With Halloween around the corner it makes sense Hollywood would release few horror films. - it’s the perfect way to capitalize on the scares the day brings. And with it being the 40th anniversary, writer-producer-director David Gordon Green and writer-producer Danny McBride (yes, that Danny McBride) thought it would be great to resurrect Michael Myers and Halloween one more time. With 10 films already in existence one would think that this property should lay dormant, but the last one, Rob Zombie’s Halloween II was released in 2009. And the norm to reboot and repeat is at an all-time high, so the eleventh Halloween is upon us.

Green and McBride co-wrote this latest script with Jeff Fradley, and the trio decided to jettison all existence of the Halloween sequels. With those films no longer canon, this Halloween stands as a direct sequel to the original 1978 slasher. It’s a big risk considering, but based on the final cut it looks to be the right move.

This iteration takes place 40 years after Myers terrorized Haddonfield, and this film’s events unfold in that same town. Jamie Lee Curtis, one of cinema’s most iconic final girls, plays Laurie Strode once again and she’s a different person from the young and naïve Laurie we saw in 1978. Nowadays Laurie lives in isolation, training and preparing herself for Myers’ (Nick Castle, who played Michael in the original) return. Coming off like a horror-film version of The Terminator’s Sarah Connor, Laurie’s not just hoping, she’s anticipating another clash with the Shape (James Jude Courtney). Laurie’s woke status has her training her daughter, Karen (Judy Greer), but that choice has resulted in a strained relationship between mother and daughter, capped off with Laurie losing custody when Karen was just 12.

Almost to the day of his murder spree, Myers has escaped while being transferred to a maximum security prison. This obviously sets up another meeting between him and Laurie, but being locked up for 40 years means he needs to get caught up on some killing.

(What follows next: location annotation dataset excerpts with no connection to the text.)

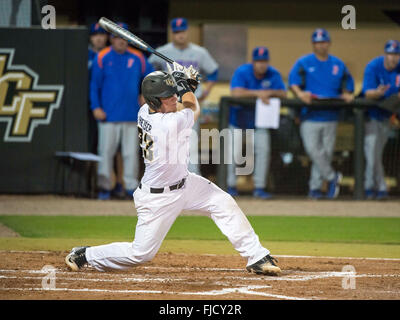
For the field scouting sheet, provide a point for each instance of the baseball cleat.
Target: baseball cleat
(76, 259)
(265, 266)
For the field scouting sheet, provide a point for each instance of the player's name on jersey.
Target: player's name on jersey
(144, 124)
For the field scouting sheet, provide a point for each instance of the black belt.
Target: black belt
(179, 185)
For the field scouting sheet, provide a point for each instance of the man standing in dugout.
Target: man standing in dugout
(167, 187)
(117, 73)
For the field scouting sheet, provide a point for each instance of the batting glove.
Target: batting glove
(194, 78)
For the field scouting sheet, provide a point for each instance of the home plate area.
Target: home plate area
(43, 275)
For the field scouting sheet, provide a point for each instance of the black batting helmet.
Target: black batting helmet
(158, 84)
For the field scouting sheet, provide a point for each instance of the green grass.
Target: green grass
(292, 229)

And with Myers looking to finish what he started with Laurie, he takes time out to terrorize Laurie’s teenage granddaughter Allyson (Andi Matichak), all while the police, led by deputy sheriff Frank Hawkins (Will Patton), and Myers’ doctor, Ranbir Sartain (Haluk Bilginer), search for Michael.

One thing I admire is Curtis and her love for Laurie Strode. Most actors would shun the role that made them famous, but not Curtis. Plus, she’s appeared as Laurie six times. At the least you’d think she’d be tired of playing a scream queen over and over, but Curtis owes a lot to the role which opened many doors for her. Curtis has been quoted as saying as much, so her willingness to reprise Laurie is a treat.

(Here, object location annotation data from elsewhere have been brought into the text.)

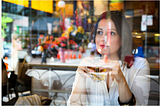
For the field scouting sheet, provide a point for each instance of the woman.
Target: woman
(123, 85)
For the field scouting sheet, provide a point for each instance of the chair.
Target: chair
(23, 81)
(8, 84)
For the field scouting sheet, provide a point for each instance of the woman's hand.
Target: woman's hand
(85, 67)
(115, 71)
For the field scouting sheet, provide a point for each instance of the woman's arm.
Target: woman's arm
(141, 83)
(78, 95)
(125, 94)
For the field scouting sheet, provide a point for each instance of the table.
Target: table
(56, 67)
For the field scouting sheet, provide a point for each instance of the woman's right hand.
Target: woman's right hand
(84, 67)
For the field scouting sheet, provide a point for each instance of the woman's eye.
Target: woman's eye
(99, 32)
(112, 33)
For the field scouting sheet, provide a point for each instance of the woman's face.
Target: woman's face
(101, 36)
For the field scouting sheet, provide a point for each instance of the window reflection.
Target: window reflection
(75, 23)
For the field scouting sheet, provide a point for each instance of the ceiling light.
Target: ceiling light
(138, 36)
(156, 34)
(61, 4)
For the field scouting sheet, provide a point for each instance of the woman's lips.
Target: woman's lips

Knowing all that, Green provides unexpected depth by exploring generational trauma. It is the main source for the rift separating Laurie from Karen, and it’s interesting to see Allyson caught in the middle. Allyson makes efforts to have a relationship with Laurie, and early on it parlays itself into a nice callback.

Green’s Halloween is a worthy sequel and, as a slasher, is surprisingly good. Despite how iconic 1978’s Halloween is, I’ve never found it (nor any slasher film) to be truly scary. This latest Halloween isn’t scary either, but it’s full of tension, is creepy and provides plenty of fan service. The opening credits are a perfect example – a black background with a pumpkin on the left side while the credits pop up, complete with same font and color. Green even includes “as Laurie Strode” and “introducing” for Andi Matichak, just like in 1978. Of course, the unforgettable theme song, composed by executive producer John Carpenter (who co-wrote and directed the original), blares, setting the tone for fans and newcomers alike. The result is a feature that is an enjoyable and entertaining homage and, with Laurie going from hunted to hunter, also serves as an unlikely #MeToo statement.